While there will be no Eaux Claires in 2019, organizers said the festival will return in 2020 with fresh ideas as well as a change of location.
Though the festival has been held at Foster Farms in the Eau Claire County town of Union, the site of Country Jam USA, City Council acting President Andrew Werthmann confirmed the festival is looking to centralize its location to downtown Eau Claire.
Werthmann said there hasn’t been an official proposal yet, but the idea would be for the festival to become an experience similar to the Eau Claire Jazz Festival’s “52nd Street” on Barstow Street, while also using the recently opened Pablo Center at the Confluence and Haymarket Plaza, as well as Phoenix Park and other private and public venues.
“(Eaux Claires) already provides a huge economic benefit to our downtown, so I think the question is, would that increase? I think there’s a possibility it would,” Werthmann said. “It’s actually pretty amazing, the way that the festival brings people to our community.”
Although Eaux Claires has been an highly successful event for Eau Claire’s economy, Visit Eau Claire’s executive director, Linda John, said taking a “gap year” and bringing back a bigger, stronger festival is a good strategy.

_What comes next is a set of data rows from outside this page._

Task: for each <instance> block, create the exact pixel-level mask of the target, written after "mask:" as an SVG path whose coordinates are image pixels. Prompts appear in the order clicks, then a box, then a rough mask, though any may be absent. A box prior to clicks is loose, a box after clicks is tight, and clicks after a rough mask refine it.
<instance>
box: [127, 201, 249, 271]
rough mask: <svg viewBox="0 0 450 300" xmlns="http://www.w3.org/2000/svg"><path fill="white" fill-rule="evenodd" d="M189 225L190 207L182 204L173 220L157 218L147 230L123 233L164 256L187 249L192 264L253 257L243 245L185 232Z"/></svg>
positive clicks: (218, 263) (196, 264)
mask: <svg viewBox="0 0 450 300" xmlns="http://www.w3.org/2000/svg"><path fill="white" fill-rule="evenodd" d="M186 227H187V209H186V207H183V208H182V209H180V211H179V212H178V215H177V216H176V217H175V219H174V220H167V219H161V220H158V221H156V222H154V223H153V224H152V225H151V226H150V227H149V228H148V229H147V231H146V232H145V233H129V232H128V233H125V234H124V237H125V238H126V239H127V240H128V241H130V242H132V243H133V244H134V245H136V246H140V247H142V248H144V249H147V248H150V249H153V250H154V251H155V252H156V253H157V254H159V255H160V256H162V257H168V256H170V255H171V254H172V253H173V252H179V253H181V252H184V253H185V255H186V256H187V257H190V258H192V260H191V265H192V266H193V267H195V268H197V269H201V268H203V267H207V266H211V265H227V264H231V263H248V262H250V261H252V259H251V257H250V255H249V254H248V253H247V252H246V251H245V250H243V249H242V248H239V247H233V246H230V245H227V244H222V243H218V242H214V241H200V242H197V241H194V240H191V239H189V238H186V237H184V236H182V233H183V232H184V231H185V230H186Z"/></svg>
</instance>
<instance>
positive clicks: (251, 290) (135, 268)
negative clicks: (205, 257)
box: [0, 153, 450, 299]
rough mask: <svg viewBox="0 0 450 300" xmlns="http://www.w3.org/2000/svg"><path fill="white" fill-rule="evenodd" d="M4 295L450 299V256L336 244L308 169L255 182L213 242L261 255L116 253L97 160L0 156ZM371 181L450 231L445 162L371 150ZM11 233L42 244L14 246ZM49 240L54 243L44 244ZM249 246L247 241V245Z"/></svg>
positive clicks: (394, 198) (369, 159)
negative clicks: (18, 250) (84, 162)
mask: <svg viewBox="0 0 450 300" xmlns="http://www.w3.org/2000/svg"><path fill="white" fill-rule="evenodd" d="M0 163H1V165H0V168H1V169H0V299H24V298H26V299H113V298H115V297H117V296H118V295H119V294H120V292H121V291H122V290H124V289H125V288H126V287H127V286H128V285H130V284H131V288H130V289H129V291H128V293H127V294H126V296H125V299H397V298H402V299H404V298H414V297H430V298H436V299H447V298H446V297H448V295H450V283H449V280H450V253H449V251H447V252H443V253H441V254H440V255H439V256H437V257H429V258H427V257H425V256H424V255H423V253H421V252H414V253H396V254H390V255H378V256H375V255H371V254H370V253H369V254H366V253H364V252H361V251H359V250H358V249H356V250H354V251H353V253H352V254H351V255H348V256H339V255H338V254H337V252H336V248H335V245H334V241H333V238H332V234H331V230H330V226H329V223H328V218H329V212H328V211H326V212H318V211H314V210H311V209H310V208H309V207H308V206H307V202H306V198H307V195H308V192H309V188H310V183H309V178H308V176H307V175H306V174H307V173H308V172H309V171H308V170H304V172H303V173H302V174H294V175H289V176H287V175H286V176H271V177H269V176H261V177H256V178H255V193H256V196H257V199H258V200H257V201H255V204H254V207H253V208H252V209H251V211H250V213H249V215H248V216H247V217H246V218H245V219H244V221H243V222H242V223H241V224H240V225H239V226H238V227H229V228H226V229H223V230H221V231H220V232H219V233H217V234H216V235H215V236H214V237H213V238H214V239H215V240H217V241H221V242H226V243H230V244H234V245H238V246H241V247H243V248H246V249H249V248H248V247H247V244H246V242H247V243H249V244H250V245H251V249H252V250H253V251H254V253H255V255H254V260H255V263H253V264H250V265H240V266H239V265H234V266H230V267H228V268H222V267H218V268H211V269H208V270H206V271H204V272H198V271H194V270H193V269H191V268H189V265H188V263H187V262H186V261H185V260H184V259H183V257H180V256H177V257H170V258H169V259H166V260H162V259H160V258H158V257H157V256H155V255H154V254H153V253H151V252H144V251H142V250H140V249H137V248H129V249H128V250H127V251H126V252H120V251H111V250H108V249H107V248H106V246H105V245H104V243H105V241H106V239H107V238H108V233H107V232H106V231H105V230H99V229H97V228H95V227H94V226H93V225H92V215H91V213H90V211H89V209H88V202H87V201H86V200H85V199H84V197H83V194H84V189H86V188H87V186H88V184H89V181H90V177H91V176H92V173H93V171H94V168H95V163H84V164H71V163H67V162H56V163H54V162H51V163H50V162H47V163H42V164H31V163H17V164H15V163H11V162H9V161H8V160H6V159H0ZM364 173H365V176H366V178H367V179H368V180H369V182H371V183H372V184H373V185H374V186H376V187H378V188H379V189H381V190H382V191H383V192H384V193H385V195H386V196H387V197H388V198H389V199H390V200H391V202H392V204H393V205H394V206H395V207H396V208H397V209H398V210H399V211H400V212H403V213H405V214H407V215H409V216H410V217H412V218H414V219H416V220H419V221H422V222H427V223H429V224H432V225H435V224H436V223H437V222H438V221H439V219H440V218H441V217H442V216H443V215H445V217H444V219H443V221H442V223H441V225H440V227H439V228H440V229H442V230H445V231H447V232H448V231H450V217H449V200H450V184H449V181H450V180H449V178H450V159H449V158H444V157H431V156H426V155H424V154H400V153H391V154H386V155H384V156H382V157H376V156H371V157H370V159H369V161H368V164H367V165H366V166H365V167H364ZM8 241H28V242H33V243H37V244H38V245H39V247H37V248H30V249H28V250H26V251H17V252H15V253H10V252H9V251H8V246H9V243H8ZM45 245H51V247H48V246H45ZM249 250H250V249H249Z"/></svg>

“It’s a big event, no question about it. It’s put Eau Claire on the map, not just for those two days but also as a destination for people to visit and live,” John said. “But I think we’re going to be just fine. We might have a little dip (in tourism dollars) in 2019. ... But I think it’ll be even better having it in a more centrally located part of our community.”
Festival organizers will be hosting public events at Pablo Center in the coming months “incorporating performance and dialogue about the direction we plan on taking the festival,” according to the statement.